- San Esteban
- Coordinates: 15°12′45″N 85°46′10″W﻿ / ﻿15.21250°N 85.76944°W
- Country: Honduras
- Department: Olancho
- Villages: 22

Area
- • Total: 1,962.34 km^{2} (757.66 sq mi)

Population (2015)
- • Total: 26,187
- • Density: 13/km^{2} (35/sq mi)
- Climate: Am

= San Esteban, Honduras =

San Esteban is a municipality in the northeast of the Honduran department of Olancho, west of Dulce Nombre de Culmí, east of Gualaco and north of Catacamas. Costa Rican author Oscar Núñez Oliva set his 2000 novel Los Gallos de San Esteban in the municipality.

==History==
The municipality was named in honor of friar Esteban Verdelete, a missionary who collaborated in the evangelism of the people of the region.

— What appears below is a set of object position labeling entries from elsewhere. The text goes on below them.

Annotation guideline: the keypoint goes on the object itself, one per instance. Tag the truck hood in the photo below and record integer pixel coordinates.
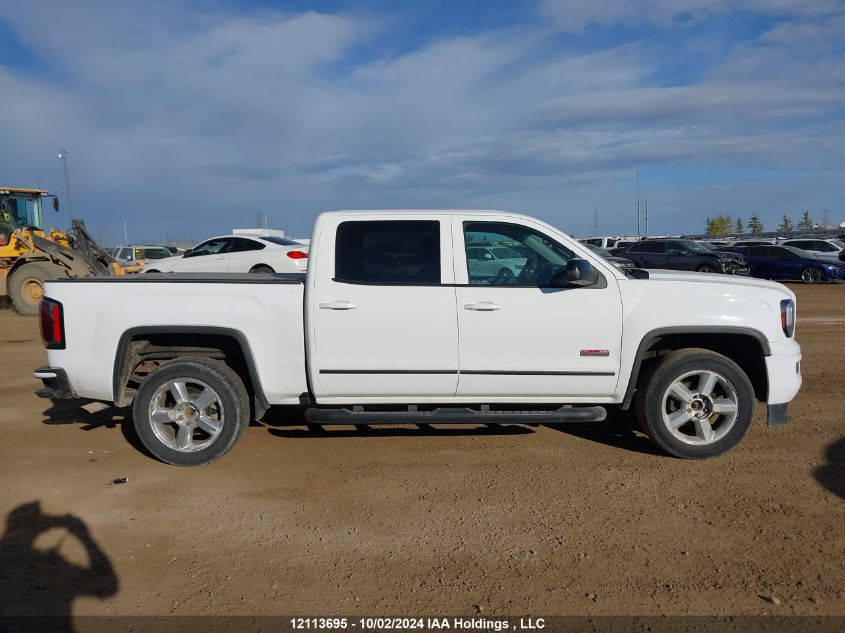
(733, 280)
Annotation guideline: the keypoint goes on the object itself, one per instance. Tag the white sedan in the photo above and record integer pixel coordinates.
(237, 254)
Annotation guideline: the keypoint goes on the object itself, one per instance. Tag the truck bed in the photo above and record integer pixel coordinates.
(219, 278)
(262, 311)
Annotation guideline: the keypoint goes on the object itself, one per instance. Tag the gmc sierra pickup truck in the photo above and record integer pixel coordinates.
(394, 323)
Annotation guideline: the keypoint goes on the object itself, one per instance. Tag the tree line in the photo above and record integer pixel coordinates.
(722, 224)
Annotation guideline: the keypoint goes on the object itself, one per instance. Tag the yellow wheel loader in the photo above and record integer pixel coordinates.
(31, 254)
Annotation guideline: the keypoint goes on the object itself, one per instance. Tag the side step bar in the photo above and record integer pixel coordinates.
(453, 415)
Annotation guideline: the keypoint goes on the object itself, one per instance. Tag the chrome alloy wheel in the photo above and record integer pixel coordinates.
(700, 407)
(186, 414)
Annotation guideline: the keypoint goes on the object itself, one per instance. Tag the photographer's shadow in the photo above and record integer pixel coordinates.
(36, 577)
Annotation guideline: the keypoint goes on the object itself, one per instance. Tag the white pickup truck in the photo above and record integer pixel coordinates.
(391, 325)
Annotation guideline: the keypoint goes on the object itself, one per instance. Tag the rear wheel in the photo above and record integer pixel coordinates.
(192, 412)
(26, 287)
(811, 275)
(697, 404)
(261, 268)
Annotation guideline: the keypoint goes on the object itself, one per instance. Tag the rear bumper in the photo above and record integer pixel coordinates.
(56, 384)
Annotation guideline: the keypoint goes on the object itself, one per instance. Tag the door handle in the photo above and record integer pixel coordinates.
(338, 305)
(482, 306)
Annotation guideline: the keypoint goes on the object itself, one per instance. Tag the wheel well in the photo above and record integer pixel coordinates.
(746, 350)
(141, 353)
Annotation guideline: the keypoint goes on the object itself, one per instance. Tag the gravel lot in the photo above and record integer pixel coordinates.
(583, 519)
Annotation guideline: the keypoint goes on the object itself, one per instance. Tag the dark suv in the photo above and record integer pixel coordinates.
(684, 255)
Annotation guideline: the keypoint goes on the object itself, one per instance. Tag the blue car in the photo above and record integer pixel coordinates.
(788, 262)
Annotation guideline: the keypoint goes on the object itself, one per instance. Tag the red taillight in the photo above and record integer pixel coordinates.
(52, 324)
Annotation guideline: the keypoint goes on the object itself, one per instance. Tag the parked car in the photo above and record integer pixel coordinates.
(619, 262)
(435, 343)
(820, 248)
(621, 244)
(790, 263)
(237, 254)
(494, 262)
(135, 253)
(683, 255)
(608, 243)
(760, 242)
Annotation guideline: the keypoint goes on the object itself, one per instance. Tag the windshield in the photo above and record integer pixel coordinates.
(281, 241)
(21, 211)
(798, 251)
(695, 247)
(152, 253)
(502, 252)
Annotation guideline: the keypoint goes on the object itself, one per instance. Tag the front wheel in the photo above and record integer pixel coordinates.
(811, 275)
(696, 404)
(191, 412)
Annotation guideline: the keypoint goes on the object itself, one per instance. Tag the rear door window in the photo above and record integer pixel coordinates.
(388, 252)
(241, 245)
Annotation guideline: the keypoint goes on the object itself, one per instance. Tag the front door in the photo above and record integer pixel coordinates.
(382, 317)
(521, 338)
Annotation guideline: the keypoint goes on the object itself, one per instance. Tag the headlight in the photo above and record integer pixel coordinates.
(787, 317)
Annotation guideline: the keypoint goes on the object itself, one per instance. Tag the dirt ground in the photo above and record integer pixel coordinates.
(584, 519)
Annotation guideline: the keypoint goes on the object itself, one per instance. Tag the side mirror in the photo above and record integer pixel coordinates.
(579, 272)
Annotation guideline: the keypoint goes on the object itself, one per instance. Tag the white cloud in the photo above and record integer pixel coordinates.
(575, 16)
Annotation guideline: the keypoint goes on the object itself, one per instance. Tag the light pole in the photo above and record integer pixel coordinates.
(63, 157)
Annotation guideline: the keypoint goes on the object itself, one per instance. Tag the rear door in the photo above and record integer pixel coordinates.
(242, 254)
(521, 338)
(653, 254)
(384, 331)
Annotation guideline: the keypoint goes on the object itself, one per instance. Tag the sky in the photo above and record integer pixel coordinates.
(184, 118)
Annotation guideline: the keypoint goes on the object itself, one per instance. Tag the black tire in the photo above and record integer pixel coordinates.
(675, 365)
(26, 287)
(261, 268)
(234, 406)
(811, 275)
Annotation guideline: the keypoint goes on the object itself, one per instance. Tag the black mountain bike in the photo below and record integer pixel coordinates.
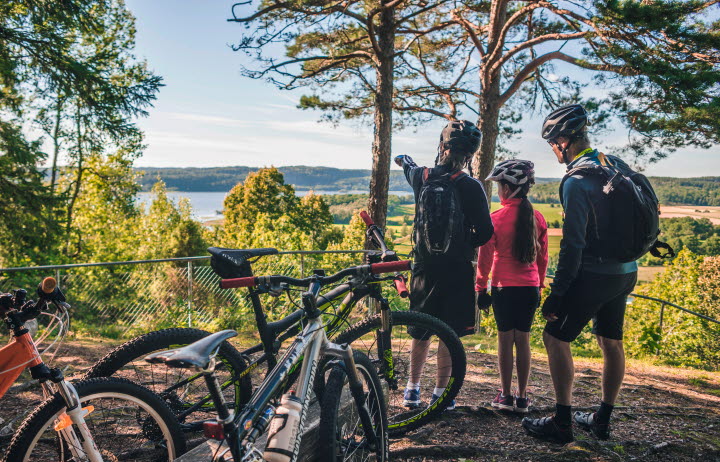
(383, 337)
(353, 422)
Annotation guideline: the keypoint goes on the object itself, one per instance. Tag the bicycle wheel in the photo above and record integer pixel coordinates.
(182, 389)
(401, 418)
(128, 423)
(341, 434)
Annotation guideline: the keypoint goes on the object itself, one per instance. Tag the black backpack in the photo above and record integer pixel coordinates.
(629, 225)
(439, 218)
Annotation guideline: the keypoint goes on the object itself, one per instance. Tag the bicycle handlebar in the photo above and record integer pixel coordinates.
(375, 268)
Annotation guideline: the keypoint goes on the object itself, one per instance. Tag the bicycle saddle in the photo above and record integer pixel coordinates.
(238, 257)
(195, 355)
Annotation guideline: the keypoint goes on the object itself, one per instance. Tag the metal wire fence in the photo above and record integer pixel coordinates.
(122, 299)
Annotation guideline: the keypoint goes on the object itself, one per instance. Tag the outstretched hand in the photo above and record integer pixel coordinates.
(399, 160)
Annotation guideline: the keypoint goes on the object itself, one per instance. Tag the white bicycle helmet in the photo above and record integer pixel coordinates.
(514, 171)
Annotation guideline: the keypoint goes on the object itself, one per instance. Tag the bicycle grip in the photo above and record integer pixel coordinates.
(48, 285)
(401, 287)
(238, 282)
(366, 218)
(391, 266)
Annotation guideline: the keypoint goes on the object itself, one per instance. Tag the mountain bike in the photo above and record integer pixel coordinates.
(383, 337)
(96, 420)
(357, 431)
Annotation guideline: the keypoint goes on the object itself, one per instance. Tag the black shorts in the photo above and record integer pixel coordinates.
(445, 290)
(600, 297)
(514, 307)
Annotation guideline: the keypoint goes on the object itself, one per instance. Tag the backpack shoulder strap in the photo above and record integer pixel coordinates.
(581, 171)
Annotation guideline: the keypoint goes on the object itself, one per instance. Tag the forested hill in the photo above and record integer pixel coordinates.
(670, 191)
(302, 177)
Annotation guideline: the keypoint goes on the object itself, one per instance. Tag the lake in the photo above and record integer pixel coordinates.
(208, 205)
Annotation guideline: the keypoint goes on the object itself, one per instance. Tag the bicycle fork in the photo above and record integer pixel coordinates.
(80, 442)
(384, 343)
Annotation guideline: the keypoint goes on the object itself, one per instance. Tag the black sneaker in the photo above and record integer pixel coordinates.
(547, 428)
(587, 421)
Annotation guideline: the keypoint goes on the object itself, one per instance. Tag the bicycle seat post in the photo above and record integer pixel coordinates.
(225, 417)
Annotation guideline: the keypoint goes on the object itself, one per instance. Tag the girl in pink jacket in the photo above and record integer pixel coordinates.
(514, 260)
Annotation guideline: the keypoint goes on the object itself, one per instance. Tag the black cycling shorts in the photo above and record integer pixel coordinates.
(514, 307)
(445, 290)
(600, 297)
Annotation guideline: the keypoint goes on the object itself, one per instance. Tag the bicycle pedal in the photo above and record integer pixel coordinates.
(253, 455)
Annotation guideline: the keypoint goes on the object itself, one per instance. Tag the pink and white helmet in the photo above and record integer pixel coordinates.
(514, 171)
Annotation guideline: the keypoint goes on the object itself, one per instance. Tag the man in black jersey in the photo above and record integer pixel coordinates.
(443, 285)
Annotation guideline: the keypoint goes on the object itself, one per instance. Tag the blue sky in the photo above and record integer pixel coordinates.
(209, 115)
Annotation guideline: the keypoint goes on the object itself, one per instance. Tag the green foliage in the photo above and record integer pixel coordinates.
(67, 69)
(26, 203)
(690, 281)
(699, 236)
(344, 206)
(301, 177)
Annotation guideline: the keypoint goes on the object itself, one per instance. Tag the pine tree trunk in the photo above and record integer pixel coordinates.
(382, 142)
(490, 98)
(488, 123)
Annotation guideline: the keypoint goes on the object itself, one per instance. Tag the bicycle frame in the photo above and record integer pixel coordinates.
(15, 357)
(20, 354)
(243, 429)
(347, 294)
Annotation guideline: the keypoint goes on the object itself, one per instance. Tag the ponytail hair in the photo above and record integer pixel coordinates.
(525, 243)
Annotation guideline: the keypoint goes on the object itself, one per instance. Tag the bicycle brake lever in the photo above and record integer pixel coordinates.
(276, 290)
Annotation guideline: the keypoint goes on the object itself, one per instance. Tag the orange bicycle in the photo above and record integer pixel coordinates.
(94, 420)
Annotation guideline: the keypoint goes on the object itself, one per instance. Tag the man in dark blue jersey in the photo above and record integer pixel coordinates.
(587, 285)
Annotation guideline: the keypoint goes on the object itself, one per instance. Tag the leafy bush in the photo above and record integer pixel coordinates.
(692, 282)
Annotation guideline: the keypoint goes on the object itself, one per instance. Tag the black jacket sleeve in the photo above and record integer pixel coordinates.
(577, 204)
(476, 210)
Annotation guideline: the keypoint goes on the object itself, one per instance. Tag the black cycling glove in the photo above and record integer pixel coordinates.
(484, 300)
(553, 305)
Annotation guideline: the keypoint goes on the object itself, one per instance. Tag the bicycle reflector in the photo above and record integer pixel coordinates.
(64, 421)
(213, 430)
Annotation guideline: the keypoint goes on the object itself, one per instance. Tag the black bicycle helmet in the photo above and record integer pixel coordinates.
(565, 121)
(461, 135)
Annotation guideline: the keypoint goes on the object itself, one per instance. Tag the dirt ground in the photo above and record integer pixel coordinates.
(663, 414)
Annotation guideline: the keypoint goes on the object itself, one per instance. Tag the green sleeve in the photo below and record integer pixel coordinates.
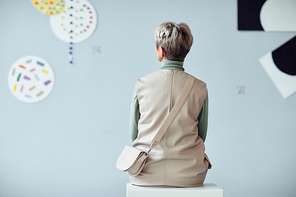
(203, 120)
(134, 116)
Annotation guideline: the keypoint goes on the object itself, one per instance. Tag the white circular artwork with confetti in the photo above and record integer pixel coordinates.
(31, 79)
(49, 7)
(77, 23)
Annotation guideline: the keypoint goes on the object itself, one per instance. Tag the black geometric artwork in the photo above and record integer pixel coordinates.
(249, 14)
(284, 57)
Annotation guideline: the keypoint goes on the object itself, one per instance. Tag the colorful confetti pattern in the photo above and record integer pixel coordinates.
(31, 79)
(77, 23)
(49, 7)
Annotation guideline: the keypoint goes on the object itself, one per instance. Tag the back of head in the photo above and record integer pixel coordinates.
(175, 39)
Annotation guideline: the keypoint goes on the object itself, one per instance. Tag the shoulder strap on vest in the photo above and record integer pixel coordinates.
(174, 111)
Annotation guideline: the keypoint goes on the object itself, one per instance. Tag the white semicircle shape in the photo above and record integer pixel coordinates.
(278, 15)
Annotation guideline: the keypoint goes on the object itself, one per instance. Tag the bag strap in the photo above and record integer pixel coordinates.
(174, 112)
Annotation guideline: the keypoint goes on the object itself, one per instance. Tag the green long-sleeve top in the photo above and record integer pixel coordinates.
(135, 112)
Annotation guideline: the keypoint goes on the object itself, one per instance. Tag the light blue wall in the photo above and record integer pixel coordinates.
(68, 144)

It was founded in 1808 by friar José Antonio Liendo y Goicoechea from Guatemala. It was populated by indigenous people at that time.

==Geography==
The municipality is bordered to the north by the municipalities of Trujillo and Iriona, South by the municipality of Catacamas, East by the municipality of Dulce Nombre de Culmí and West by the municipality of Gualaco. It stretches from the top the Agalta valley and crossed by the Grande Agalta river.

== Villages ==
The municipality has the following 22 villages:
- San Esteban
- Agua Blanca
- Carnizuelar
- Conquire
- Coronado
- Corral Viejo
- El Aguacate
- El Ciruelo
- El Limonal
- El Ocote
- El Quebrachal
- El Tunal
- La Concepción
- Las Manzanas
- Las Trojas
- Moreno
- Río Abajo
- San Agustín Abajo
- San Martín
- Santa María
- Santa María del Carbón
- Toro Muerto

==Demographics==
At the time of the 2013 Honduras census, San Esteban municipality had a population of 25,572. Of these, 90.33% were Mestizo, 6.11% Indigenous (5.84% Pech), 2.79% White, 0.36% Black or Afro-Honduran and 0.41% others.